BG Group announced overnight that it planned to spend between $US6bn and $US7bn this year. It spent $US9.4bn in 2014 and $US11.2bn a year earlier. Earlier, BP said it would cut its capital expenditures by 20 per cent from a previously-planned $US24bn to $US26bn to $US20bn.

Shell has said it will lop $US15bn from its planned spending over the next two years; ConocoPhillips has followed up an earlier 20 per cent spending cut with a further 15 per cent -- $US5.3bn in total; Total will cut 10 per cent, or $US2bn to $US3bn from capex of around $US26 billion; Occidental will reduce its spending by a third, or about $US3bn; and China's CNOOC plans to spend 35 per cent less, a cut to its capex of between about $US4.2 billion and $US5.8 billion.

So, tens of billions of dollars a year of investments in future production have been pulled out of the sector by those companies alone. Similar cuts to investment and exploration are occurring across the entire industry even as Shell has tabled plans to begin decommissioning rigs in its Brent fields in the North Sea that have operated for around four decades.

The cutbacks to future production of conventional oil will eventually have a very significant impact on the market and on the oil price. US onshore shale oil production can be turned on and off relatively quickly and cheaply -- US activity will be as sensitive to a rise in oil prices as it is now demonstrating (albeit with something of a lag) its sensitivity to their fall.

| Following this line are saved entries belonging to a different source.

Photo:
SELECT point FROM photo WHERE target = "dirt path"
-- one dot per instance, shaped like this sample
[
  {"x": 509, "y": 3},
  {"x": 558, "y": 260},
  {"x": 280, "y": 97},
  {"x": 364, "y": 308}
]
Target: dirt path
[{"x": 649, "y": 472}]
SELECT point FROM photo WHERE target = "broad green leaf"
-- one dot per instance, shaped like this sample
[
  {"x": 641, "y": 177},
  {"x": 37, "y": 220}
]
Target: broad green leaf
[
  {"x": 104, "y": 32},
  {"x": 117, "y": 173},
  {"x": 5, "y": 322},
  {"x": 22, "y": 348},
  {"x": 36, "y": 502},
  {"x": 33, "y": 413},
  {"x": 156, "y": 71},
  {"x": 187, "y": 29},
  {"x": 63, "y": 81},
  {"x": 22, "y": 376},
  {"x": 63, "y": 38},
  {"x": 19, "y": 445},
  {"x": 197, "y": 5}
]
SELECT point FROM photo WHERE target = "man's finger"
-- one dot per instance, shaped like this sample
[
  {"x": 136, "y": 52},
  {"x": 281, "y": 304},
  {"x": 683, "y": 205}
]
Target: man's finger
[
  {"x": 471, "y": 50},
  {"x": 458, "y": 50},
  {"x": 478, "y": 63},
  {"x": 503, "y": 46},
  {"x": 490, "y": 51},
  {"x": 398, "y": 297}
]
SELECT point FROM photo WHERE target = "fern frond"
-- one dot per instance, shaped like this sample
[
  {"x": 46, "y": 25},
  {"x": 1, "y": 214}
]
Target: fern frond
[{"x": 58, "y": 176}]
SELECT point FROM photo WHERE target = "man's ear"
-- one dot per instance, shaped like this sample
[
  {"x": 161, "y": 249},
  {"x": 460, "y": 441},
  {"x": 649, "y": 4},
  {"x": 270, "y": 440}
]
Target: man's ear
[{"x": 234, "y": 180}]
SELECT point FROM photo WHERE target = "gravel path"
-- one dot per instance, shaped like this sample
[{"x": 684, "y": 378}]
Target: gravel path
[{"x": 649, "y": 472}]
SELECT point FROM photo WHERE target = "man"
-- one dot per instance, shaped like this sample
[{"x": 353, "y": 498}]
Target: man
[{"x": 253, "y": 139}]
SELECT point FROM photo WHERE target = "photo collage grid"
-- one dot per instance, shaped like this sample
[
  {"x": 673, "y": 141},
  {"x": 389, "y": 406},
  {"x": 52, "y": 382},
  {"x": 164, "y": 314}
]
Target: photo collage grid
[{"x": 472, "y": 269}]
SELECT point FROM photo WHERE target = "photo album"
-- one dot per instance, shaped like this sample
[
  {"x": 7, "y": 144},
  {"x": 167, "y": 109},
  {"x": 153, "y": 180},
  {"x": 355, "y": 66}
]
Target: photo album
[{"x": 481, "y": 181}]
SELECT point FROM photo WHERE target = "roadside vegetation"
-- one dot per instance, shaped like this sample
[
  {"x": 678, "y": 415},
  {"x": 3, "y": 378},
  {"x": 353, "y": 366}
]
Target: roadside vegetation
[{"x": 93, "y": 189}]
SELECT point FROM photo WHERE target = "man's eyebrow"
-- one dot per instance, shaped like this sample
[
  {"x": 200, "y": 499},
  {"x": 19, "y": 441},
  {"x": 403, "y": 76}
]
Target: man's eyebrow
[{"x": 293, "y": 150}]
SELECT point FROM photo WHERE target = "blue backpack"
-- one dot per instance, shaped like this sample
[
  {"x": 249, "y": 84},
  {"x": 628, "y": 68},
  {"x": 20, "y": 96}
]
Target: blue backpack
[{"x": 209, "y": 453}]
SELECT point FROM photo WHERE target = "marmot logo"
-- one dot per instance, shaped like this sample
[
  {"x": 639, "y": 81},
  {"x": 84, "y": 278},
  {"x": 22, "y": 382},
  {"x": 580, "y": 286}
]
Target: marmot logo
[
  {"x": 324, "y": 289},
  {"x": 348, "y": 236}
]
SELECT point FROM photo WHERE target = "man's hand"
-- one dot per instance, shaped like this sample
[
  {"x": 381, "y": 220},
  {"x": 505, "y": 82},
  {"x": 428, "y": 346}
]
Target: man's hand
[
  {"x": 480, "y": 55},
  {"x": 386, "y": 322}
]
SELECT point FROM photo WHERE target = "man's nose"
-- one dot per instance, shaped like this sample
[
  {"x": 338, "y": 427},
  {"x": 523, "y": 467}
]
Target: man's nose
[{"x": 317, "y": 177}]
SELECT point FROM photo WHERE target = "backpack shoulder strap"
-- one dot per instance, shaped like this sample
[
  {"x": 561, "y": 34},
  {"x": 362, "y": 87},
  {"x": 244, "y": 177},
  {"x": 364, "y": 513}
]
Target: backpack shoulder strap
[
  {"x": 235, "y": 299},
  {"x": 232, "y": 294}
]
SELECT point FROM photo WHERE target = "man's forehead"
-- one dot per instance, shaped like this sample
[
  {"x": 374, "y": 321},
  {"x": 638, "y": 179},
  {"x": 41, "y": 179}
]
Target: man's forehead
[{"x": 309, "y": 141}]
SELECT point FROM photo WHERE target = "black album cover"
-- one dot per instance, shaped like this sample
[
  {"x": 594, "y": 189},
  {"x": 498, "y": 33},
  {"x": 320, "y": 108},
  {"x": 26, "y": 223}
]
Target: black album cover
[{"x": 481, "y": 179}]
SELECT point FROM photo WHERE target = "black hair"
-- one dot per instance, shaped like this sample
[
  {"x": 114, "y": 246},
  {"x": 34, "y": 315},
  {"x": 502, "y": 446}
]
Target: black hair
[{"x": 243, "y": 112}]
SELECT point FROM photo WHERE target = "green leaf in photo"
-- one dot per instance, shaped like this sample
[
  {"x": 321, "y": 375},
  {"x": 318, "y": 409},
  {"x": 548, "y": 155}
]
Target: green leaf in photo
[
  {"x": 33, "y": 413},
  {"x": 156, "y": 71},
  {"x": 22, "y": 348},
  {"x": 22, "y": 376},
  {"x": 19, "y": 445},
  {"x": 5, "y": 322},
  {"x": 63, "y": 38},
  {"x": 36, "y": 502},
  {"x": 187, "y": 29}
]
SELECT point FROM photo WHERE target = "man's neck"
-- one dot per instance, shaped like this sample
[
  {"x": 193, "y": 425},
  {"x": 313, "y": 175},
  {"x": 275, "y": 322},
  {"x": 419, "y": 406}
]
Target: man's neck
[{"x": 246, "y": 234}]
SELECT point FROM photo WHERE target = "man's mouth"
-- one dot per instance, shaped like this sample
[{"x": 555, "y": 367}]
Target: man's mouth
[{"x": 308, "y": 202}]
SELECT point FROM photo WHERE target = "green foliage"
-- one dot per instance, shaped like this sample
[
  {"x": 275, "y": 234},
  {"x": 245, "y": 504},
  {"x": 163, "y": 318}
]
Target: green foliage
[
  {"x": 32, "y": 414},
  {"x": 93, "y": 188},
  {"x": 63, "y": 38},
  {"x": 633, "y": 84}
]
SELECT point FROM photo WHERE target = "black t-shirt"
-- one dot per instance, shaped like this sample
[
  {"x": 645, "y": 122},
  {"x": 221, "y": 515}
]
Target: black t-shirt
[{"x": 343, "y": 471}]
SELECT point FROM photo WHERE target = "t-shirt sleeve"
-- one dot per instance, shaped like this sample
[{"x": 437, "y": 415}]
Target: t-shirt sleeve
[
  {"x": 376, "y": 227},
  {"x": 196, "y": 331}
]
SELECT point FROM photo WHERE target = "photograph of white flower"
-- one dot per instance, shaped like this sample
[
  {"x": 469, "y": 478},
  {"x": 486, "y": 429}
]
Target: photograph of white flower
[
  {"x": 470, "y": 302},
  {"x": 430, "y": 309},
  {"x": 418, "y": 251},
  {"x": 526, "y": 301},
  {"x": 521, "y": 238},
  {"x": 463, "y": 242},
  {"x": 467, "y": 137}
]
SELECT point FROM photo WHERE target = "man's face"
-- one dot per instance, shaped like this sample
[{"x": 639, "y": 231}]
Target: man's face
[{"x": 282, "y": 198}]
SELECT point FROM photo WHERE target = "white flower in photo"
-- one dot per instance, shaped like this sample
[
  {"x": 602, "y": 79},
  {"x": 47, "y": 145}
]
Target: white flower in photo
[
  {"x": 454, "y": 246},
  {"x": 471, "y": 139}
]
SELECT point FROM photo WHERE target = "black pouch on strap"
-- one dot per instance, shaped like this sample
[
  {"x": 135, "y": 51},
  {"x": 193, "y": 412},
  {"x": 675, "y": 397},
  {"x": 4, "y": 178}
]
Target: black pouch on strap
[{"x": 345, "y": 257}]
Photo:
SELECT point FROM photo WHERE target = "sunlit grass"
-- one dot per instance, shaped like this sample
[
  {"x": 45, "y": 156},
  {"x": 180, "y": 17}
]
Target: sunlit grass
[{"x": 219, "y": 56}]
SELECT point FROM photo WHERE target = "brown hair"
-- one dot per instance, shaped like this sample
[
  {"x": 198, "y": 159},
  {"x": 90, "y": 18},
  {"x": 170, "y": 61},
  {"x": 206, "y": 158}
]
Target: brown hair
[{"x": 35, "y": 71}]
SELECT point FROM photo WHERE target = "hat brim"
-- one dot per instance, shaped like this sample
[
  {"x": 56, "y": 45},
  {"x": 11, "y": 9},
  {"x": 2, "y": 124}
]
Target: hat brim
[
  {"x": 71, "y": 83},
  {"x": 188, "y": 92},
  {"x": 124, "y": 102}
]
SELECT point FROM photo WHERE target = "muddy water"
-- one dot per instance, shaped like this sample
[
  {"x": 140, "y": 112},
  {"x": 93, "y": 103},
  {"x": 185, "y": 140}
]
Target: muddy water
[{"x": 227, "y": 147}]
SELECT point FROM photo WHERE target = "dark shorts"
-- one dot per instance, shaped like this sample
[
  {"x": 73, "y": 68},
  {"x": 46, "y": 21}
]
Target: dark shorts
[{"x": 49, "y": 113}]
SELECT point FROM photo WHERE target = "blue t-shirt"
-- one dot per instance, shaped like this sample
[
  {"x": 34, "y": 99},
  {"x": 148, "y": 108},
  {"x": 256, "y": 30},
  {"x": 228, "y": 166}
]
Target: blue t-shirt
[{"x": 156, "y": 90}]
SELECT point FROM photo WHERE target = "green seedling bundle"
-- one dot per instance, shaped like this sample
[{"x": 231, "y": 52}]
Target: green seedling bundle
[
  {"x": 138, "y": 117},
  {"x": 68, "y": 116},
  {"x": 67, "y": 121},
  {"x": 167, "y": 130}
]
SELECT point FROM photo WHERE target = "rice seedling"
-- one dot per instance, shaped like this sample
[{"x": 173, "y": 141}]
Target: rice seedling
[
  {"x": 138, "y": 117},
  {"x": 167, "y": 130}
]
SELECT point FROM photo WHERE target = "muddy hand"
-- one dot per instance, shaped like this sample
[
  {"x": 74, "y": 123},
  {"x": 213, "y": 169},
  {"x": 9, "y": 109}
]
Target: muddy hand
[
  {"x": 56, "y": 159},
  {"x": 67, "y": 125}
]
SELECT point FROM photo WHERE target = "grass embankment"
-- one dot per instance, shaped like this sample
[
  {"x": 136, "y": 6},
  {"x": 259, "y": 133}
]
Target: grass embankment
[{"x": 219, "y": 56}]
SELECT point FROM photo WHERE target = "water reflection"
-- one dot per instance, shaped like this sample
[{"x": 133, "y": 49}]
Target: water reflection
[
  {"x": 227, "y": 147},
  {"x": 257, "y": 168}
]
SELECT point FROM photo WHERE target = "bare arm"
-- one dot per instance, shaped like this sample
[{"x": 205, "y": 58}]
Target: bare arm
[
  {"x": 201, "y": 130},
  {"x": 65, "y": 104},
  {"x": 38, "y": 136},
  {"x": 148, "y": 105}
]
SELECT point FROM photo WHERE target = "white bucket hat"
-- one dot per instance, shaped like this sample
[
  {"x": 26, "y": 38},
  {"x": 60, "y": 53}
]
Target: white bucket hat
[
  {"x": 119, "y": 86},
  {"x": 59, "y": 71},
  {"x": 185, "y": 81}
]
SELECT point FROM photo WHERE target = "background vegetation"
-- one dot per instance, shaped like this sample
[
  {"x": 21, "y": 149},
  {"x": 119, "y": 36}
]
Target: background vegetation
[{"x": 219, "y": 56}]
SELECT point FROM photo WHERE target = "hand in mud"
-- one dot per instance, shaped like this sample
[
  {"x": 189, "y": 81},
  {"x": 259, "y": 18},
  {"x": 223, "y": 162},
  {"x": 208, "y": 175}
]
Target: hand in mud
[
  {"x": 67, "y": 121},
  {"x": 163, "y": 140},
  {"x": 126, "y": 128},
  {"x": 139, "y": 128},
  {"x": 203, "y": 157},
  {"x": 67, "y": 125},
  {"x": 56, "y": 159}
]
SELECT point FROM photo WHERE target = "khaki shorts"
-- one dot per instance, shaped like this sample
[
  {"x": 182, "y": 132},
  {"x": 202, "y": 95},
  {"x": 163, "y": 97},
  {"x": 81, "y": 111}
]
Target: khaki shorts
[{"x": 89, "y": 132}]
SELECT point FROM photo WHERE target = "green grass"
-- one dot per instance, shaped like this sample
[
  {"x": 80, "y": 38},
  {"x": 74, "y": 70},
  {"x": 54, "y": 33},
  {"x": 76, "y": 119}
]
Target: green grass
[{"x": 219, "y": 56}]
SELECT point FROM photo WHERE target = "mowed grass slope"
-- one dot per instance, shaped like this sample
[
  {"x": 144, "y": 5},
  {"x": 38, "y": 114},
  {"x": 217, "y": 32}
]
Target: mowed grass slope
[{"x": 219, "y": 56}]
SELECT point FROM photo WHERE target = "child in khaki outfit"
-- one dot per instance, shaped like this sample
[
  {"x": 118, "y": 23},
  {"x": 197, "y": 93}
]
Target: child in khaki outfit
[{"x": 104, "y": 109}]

If OPEC wants to keep US onshore oil and gas out of the market, it will probably need to ensure the price is at or below the $US50 a barrel given that the economics of extracting shale oil have been continuously improving. The cost of drilling a new well fell 20 per cent last year as techniques continue to improve.

The other key factor that will shape the outlook for the price is, of course, demand. Oil prices above $US100 a barrel over the past four years and the weak state of the major economies have played a role in suppressing the rate of growth in demand. The sheer extent of the price decline and the slow improvement in the US economy, if sustained, could stimulate it.

There will be a point where the scale of the cutbacks in investment in future production, the depletion of existing producing resources and rising demand create stability and new price points for oil.

That moment is almost certainly not yet upon us but the breadth and depth of the response to the collapse in the price suggests that in the medium term the price is probably going to be meaningfully higher, rather than lower, and that the arm-wrestle for influence over it between OPEC and the unaligned producers, particularly the US, will be a continuing focus of discussion and tension within the sector.